Diese Spinne, die ihr Netz über Nacht in meinem Esszimmer gebaut hat. Schön war es schon, wie es zwischen Tisch und Sessel geglänzt hat. Ich habe sie sanft, aber bestimmt ins Freie befördert, da gehört sie hin und nicht an meinen Esstisch.

Guten Morgen Spinne

Lebensräume

Damit auch wirklich möglichst viele Nützlinge in meinen Garten kommen, gestalte ich viele Ecken des Gartens bewußt nützlingsfreundlich.

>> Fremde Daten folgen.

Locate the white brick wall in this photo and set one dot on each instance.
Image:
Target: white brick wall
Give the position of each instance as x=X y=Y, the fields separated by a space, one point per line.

Andere Ecken lasse ich im Urzustand oder gestatte, dass Wildkräuter wachsen dürfen.

Das hat einen weiteren positiven Effekt da es willkommenerweise weniger Arbeit für mich bedeutet, weniger Unkraut jäten, weniger Altholz wegräumen, weniger Hecken schneiden. Selbstverständlich verwende ich keinerlei Pestizide oder Herbizide und dünge nur mit Pflanzenjauche. Ich pflanze in Mischkulturen mit Opferpflanzen (z.B. Tagetes, Ringelblume, Zitronenmelisse) und nehme einen gewissen Verlust in Kauf, plane bereits im Vorhinein dafür.

Ich bevorzuge und pflanze in erster Linie einheimische Pflanzenarten, vermehre mein Saatgut, kompostiere soviel wie möglich und probiere immer wieder neue Methoden aus um noch tier- und pflanzenschonender zu arbeiten.

Ich lasse keinen Rasenroboter in meinen Garten. Ich will Wiesenblumen die blühen dürfen und keinen englischen Rasen und ich will keinerlei Wildtiere unnötig töten. Der Rasenroboter steht im schweren Verdacht vor allem junge Igel zu verletzen oder gar zu töten.

Fazit

Für mich gibt es keine andere Option als mit der Natur in Einklang zu arbeiten. Um einen naturnahen Garten zu gestalten, der mir Gemüse, Obst, Blumen und Kräuter, sowie Erholung und Freude gibt, nehme ich gern viel Arbeit in Kauf anstatt auf Chemie oder Technik zurück zu greifen.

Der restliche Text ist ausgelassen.